Prime Minister David Cameron’s tax affairs will not be investigated by the parliamentary standards watchdog, after it emerged he had profited from an offshore trust. The commissioner refused to give a reason why.
The PM’s tax affairs have come under scrutiny since the Panama Papers leak revealed his late father Ian Cameron ran an offshore investment fund.
After initially refusing to comment on the disclosures, Cameron eventually admitted he benefited from shares in the offshore trust.
Between 1997 and 2010, he and his wife, Samantha Cameron, owned shares in Blairmore Investment Trust, a multimillion-pound offshore trust fund.
Cameron said he sold the shares months before taking office at 10 Downing Street in May 2010 and paid income tax on the dividends from the units. The family’s offshore firm was also moved to Ireland that year.

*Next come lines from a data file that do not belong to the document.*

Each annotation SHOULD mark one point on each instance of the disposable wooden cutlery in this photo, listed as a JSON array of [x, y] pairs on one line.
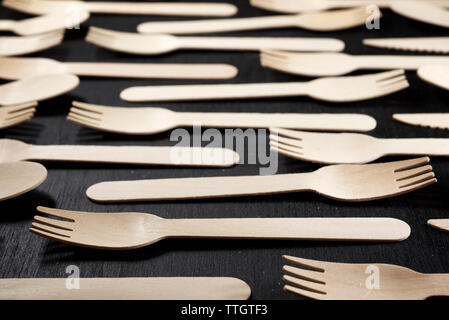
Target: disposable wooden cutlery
[[154, 120], [131, 230], [164, 288], [340, 182], [336, 64], [422, 11], [424, 44], [162, 43], [437, 75], [37, 88], [44, 24], [350, 281], [432, 120], [332, 148], [13, 46], [440, 224], [315, 21], [14, 115], [13, 68], [15, 150], [337, 89], [295, 6], [39, 7], [17, 178]]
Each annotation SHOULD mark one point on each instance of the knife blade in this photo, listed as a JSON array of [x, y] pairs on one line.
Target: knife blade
[[433, 44], [441, 224], [432, 120], [166, 288]]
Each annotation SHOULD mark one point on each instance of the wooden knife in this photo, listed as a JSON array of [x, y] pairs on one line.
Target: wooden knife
[[425, 44], [194, 288]]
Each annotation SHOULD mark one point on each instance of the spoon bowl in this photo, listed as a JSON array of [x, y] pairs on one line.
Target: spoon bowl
[[17, 178]]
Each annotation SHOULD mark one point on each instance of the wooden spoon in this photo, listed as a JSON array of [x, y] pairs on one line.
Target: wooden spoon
[[17, 178], [37, 88]]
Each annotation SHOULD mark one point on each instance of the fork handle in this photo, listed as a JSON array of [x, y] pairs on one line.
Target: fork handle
[[360, 229], [219, 25], [214, 91], [234, 43], [173, 156], [323, 121], [198, 188], [423, 146], [153, 70], [398, 62], [172, 9]]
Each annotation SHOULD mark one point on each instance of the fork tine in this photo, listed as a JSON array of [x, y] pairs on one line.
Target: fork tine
[[55, 223], [313, 264], [49, 229], [410, 173], [417, 179], [304, 293], [69, 215], [305, 284], [314, 276], [50, 235]]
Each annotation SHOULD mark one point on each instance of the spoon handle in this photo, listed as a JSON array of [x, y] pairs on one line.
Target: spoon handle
[[198, 188], [214, 91], [219, 25], [172, 156], [161, 8], [361, 229]]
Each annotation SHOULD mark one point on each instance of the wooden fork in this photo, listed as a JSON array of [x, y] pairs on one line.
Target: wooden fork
[[39, 7], [349, 281], [45, 23], [295, 6], [14, 115], [154, 120], [338, 182], [15, 150], [131, 230], [13, 46], [332, 148], [135, 43], [315, 21], [336, 64], [337, 89]]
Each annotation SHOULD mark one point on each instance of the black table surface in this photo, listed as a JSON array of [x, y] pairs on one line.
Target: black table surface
[[259, 263]]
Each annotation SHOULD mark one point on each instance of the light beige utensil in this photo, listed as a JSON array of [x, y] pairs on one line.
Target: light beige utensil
[[338, 182], [422, 11], [441, 224], [39, 7], [437, 75], [15, 150], [14, 115], [296, 6], [37, 88], [165, 288], [45, 23], [371, 281], [13, 68], [154, 120], [17, 178], [315, 21], [432, 120], [336, 64], [162, 43], [131, 230], [338, 89], [333, 148], [13, 46], [424, 44]]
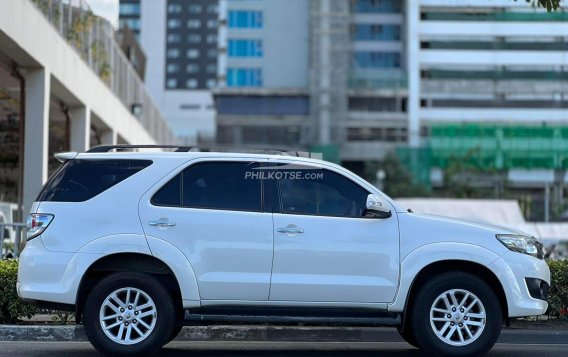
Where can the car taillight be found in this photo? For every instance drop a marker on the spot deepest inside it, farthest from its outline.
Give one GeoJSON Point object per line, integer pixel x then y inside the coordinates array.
{"type": "Point", "coordinates": [37, 223]}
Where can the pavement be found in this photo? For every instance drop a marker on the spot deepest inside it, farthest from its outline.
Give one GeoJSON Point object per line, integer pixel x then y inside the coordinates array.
{"type": "Point", "coordinates": [277, 341]}
{"type": "Point", "coordinates": [273, 349]}
{"type": "Point", "coordinates": [270, 333]}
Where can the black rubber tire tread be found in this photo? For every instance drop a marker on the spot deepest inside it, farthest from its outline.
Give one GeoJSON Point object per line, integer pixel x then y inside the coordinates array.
{"type": "Point", "coordinates": [420, 315]}
{"type": "Point", "coordinates": [165, 307]}
{"type": "Point", "coordinates": [175, 332]}
{"type": "Point", "coordinates": [408, 335]}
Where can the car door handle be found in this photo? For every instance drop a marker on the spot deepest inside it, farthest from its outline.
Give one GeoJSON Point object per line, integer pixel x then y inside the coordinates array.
{"type": "Point", "coordinates": [290, 230]}
{"type": "Point", "coordinates": [162, 224]}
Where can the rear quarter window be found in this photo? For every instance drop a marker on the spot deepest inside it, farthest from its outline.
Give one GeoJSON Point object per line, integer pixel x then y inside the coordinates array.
{"type": "Point", "coordinates": [80, 179]}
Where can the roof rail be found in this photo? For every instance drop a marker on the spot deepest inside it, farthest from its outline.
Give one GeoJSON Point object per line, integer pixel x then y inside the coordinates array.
{"type": "Point", "coordinates": [107, 148]}
{"type": "Point", "coordinates": [182, 148]}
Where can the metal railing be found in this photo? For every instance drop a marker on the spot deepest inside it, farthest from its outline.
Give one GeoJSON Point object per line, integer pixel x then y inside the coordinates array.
{"type": "Point", "coordinates": [11, 245]}
{"type": "Point", "coordinates": [94, 40]}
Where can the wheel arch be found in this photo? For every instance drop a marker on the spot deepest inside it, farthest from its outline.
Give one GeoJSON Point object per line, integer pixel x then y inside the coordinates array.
{"type": "Point", "coordinates": [127, 262]}
{"type": "Point", "coordinates": [466, 266]}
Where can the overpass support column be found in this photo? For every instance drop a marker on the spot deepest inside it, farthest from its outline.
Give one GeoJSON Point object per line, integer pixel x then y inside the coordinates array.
{"type": "Point", "coordinates": [36, 139]}
{"type": "Point", "coordinates": [80, 129]}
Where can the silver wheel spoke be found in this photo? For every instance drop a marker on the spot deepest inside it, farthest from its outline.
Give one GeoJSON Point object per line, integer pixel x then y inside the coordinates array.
{"type": "Point", "coordinates": [121, 326]}
{"type": "Point", "coordinates": [113, 325]}
{"type": "Point", "coordinates": [147, 313]}
{"type": "Point", "coordinates": [457, 317]}
{"type": "Point", "coordinates": [464, 300]}
{"type": "Point", "coordinates": [476, 315]}
{"type": "Point", "coordinates": [443, 311]}
{"type": "Point", "coordinates": [454, 300]}
{"type": "Point", "coordinates": [446, 325]}
{"type": "Point", "coordinates": [116, 300]}
{"type": "Point", "coordinates": [474, 323]}
{"type": "Point", "coordinates": [143, 324]}
{"type": "Point", "coordinates": [441, 319]}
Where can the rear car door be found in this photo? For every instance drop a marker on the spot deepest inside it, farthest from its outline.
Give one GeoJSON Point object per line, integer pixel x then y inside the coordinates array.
{"type": "Point", "coordinates": [213, 212]}
{"type": "Point", "coordinates": [325, 249]}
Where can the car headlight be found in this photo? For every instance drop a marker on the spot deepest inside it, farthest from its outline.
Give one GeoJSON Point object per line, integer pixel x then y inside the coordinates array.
{"type": "Point", "coordinates": [522, 244]}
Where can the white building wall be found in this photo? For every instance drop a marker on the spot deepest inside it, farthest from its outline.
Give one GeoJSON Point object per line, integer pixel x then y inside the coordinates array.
{"type": "Point", "coordinates": [419, 59]}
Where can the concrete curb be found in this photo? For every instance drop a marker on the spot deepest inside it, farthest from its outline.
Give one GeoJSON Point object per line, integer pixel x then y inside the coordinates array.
{"type": "Point", "coordinates": [44, 333]}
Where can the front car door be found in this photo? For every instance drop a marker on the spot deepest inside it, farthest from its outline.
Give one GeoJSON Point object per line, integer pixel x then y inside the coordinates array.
{"type": "Point", "coordinates": [214, 213]}
{"type": "Point", "coordinates": [325, 249]}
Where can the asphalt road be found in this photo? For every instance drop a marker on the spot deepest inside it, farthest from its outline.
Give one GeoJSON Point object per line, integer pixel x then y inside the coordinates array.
{"type": "Point", "coordinates": [273, 349]}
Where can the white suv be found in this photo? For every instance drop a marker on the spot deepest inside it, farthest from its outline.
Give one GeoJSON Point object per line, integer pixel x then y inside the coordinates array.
{"type": "Point", "coordinates": [140, 243]}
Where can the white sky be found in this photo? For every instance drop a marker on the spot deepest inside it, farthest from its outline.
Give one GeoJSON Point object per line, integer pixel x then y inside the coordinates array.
{"type": "Point", "coordinates": [105, 8]}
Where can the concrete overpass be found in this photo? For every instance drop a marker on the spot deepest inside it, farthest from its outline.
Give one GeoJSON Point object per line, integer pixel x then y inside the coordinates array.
{"type": "Point", "coordinates": [50, 67]}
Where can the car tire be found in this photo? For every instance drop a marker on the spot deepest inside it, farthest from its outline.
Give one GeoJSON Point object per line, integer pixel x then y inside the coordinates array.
{"type": "Point", "coordinates": [129, 314]}
{"type": "Point", "coordinates": [408, 335]}
{"type": "Point", "coordinates": [456, 314]}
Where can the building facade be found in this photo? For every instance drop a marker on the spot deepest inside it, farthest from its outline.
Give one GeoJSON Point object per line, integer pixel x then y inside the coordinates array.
{"type": "Point", "coordinates": [180, 39]}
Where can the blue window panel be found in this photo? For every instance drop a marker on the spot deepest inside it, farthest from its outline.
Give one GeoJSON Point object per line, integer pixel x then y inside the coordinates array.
{"type": "Point", "coordinates": [244, 77]}
{"type": "Point", "coordinates": [367, 59]}
{"type": "Point", "coordinates": [245, 48]}
{"type": "Point", "coordinates": [374, 6]}
{"type": "Point", "coordinates": [245, 19]}
{"type": "Point", "coordinates": [371, 32]}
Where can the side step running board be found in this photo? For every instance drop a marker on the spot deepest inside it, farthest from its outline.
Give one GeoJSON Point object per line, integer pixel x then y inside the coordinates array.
{"type": "Point", "coordinates": [389, 319]}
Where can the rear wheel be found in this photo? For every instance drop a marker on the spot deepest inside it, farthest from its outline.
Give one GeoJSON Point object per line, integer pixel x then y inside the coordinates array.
{"type": "Point", "coordinates": [129, 314]}
{"type": "Point", "coordinates": [456, 314]}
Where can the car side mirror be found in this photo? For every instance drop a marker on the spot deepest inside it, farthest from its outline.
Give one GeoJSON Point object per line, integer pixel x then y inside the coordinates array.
{"type": "Point", "coordinates": [377, 207]}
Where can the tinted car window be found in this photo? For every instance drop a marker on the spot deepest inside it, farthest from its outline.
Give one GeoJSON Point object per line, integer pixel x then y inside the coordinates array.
{"type": "Point", "coordinates": [169, 194]}
{"type": "Point", "coordinates": [214, 185]}
{"type": "Point", "coordinates": [321, 193]}
{"type": "Point", "coordinates": [80, 180]}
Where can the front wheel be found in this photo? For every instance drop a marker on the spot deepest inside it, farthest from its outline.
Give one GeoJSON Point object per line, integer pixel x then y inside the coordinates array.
{"type": "Point", "coordinates": [129, 314]}
{"type": "Point", "coordinates": [456, 314]}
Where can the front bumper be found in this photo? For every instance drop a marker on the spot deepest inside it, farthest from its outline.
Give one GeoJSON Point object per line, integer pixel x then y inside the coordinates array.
{"type": "Point", "coordinates": [516, 272]}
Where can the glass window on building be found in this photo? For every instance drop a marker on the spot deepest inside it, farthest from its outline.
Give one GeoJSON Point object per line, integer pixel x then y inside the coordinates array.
{"type": "Point", "coordinates": [212, 53]}
{"type": "Point", "coordinates": [211, 24]}
{"type": "Point", "coordinates": [192, 68]}
{"type": "Point", "coordinates": [191, 83]}
{"type": "Point", "coordinates": [192, 53]}
{"type": "Point", "coordinates": [174, 38]}
{"type": "Point", "coordinates": [133, 24]}
{"type": "Point", "coordinates": [212, 9]}
{"type": "Point", "coordinates": [373, 59]}
{"type": "Point", "coordinates": [193, 24]}
{"type": "Point", "coordinates": [174, 8]}
{"type": "Point", "coordinates": [171, 83]}
{"type": "Point", "coordinates": [129, 9]}
{"type": "Point", "coordinates": [244, 77]}
{"type": "Point", "coordinates": [193, 38]}
{"type": "Point", "coordinates": [245, 48]}
{"type": "Point", "coordinates": [194, 8]}
{"type": "Point", "coordinates": [174, 23]}
{"type": "Point", "coordinates": [211, 68]}
{"type": "Point", "coordinates": [211, 39]}
{"type": "Point", "coordinates": [374, 32]}
{"type": "Point", "coordinates": [245, 19]}
{"type": "Point", "coordinates": [172, 53]}
{"type": "Point", "coordinates": [374, 6]}
{"type": "Point", "coordinates": [172, 68]}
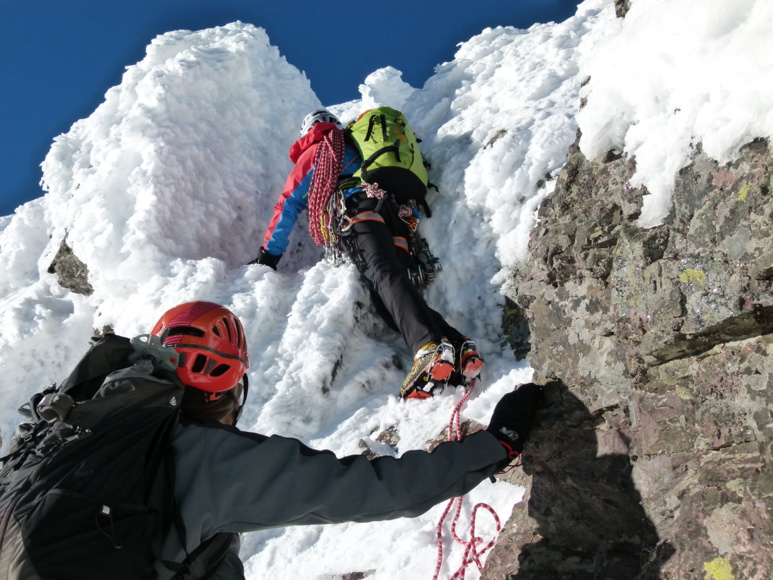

“I paid income tax on the dividends. There was a profit on it but it was less than the capital gains tax allowance so I didn’t pay capital gains tax. But it was subject to all the UK taxes in all the normal way,” Cameron said, assuring “frankly” he doesn’t “have anything to hide.”
“I want to be as clear as I can about the past, about the present, about the future,” he said.
The embattled PM has faced further scrutiny for receiving a gift of £200,000 (about US$288,000) from his mother, in addition to the £300,000 inheritance he received following the death of his father in 2010.
Mary Cameron made the tax-free payments to her son in May and July 2011. The PM is only liable to pay inheritance tax on this if his mother dies within seven years of handing over the money.
Labour Party leader Jeremy Corbyn challenged the PM in a special Commons session on the matter.
“The PM has attacked tax dodging as immoral, but he clearly failed to give a clear account of his own involvement in offshore tax holdings until this week. Or to take essential action to clean up the system, while at the same time blocking wider efforts to do so,” he said.
Corbyn said British people are outraged by the Panama Papers revelations because they have been forced to endure six years of “crushing austerity, much of [which] could have been avoided if the super-rich had paid their taxes.”
A spokeswoman for the PM said Cameron would have been willing to cooperate if Parliamentary Commissioner for Standards Kathryn Hudson had chosen to investigate.
“As the prime minister has said all along he’d provided information, he’d added more if she wanted to investigate it, clearly she has made a decision not to,” she said.